13. Pimples happen overnight
While a pimple may have popped up while you were sleeping, it was likely days—if not weeks—in the making. A pimple is formed when the sebaceous glands under the skin produce too much sebum and excess dead skin cells build up, clogging your pores. The bacteria, P. acnes, may then multiply in your pores and cause inflammation (swelling).
14. If men grow their beards, their acne will go away
Growing a beard certainly makes acne less visible, but it’s not the cure for men’s acne. That’s because acne can be caused by many different factors including diet, hormones and the environment.
However, shaving improperly can aggravate or trigger acne breakouts.

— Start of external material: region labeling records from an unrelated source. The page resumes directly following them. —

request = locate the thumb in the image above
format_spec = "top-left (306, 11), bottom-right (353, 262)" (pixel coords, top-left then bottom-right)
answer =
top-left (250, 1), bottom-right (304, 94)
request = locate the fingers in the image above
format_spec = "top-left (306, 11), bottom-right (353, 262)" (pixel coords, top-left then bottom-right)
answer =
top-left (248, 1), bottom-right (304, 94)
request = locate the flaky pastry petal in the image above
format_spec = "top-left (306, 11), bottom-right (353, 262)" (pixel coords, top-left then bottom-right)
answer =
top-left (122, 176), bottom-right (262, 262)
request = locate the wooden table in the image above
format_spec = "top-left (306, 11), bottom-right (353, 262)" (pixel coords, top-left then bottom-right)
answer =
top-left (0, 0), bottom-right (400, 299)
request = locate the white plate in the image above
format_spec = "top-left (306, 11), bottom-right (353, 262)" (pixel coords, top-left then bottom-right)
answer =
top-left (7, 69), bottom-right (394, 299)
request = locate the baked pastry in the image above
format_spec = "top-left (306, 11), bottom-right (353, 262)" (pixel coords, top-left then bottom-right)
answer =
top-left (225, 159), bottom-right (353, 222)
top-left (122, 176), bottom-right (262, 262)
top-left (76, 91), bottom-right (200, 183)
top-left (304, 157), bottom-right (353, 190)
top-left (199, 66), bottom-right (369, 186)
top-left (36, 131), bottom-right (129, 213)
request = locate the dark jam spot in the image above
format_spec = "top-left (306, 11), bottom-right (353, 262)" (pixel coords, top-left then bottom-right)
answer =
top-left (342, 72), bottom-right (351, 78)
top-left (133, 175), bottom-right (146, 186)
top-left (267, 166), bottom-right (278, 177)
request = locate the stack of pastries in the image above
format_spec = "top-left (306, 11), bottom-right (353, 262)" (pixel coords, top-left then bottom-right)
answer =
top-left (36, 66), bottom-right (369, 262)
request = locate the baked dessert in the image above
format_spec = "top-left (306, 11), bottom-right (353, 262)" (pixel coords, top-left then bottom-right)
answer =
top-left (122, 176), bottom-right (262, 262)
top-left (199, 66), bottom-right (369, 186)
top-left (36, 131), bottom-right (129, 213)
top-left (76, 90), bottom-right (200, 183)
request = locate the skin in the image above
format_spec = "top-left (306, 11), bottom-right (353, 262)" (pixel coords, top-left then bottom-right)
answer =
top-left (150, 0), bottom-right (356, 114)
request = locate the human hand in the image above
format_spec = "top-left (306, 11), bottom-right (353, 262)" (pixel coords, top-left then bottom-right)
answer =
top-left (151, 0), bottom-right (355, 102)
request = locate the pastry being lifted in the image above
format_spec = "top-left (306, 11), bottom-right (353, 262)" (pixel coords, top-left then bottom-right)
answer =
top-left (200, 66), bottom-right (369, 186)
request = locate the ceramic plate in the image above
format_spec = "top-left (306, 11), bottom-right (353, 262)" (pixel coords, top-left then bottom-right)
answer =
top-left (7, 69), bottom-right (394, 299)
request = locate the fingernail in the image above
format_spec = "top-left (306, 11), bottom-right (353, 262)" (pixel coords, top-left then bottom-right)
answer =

This can be prevented by using an electric razor and softening hair with warm water before shaving it.
15. Spot treatment is enough
While spot treatment may clear up your existing pimples quickly, it’s not enough. That’s because pimples take days to form so there may be other pimples that are forming under your skin—you just can’t see or feel them yet.
So, spot treatment doesn’t prevent new pimples from forming. You need to treat all your skin with an effective treatment.
16. Blackheads are dirt in your pores
Blackheads may look like dirt, but they’re just oil and dead skin cells clogged up in a pore that’s exposed to air—oxidation is what makes it black. Retinoid treatments help to prevent and get rid of blackheads by increasing the turnover of skin cells, leaving pores unclogged.
17. Body acne can be treated like facial acne
Topical products aren’t absorbed well by your body because the follicles on your body—which allow the bacteria-fighting ingredients to go into your skin—are further apart from each other than they are on your face. You may need to use antibiotics and change your diet to treat body acne.
18. Stress has nothing to do with acne
When you’re stressed, your adrenal gland produces cortisol to help the body respond the stress. However, a bit of testosterone also leaks out, causing the oil glands to produce extra oil. And you know what that means—pimples.
19. Smoking doesn’t impact acne
Some studies have shown that smoking may cause non-inflammatory acne breakouts. This may be because smoking reduced vitamin E, an antioxidant, in the skin. This can lead to damaged sebum, which triggers acne. It could also be that smoking increases acne-causing hormones.
20. You just have to wait for the acne phase to pass
Acne can be a chronic condition, lasting years. You do not want to be sitting there waiting for the phase to just pass by. This can make your acne worse and may take a toll on your self-esteem, too. See a dermatologist or pick up an over-the-counter treatment as soon as possible.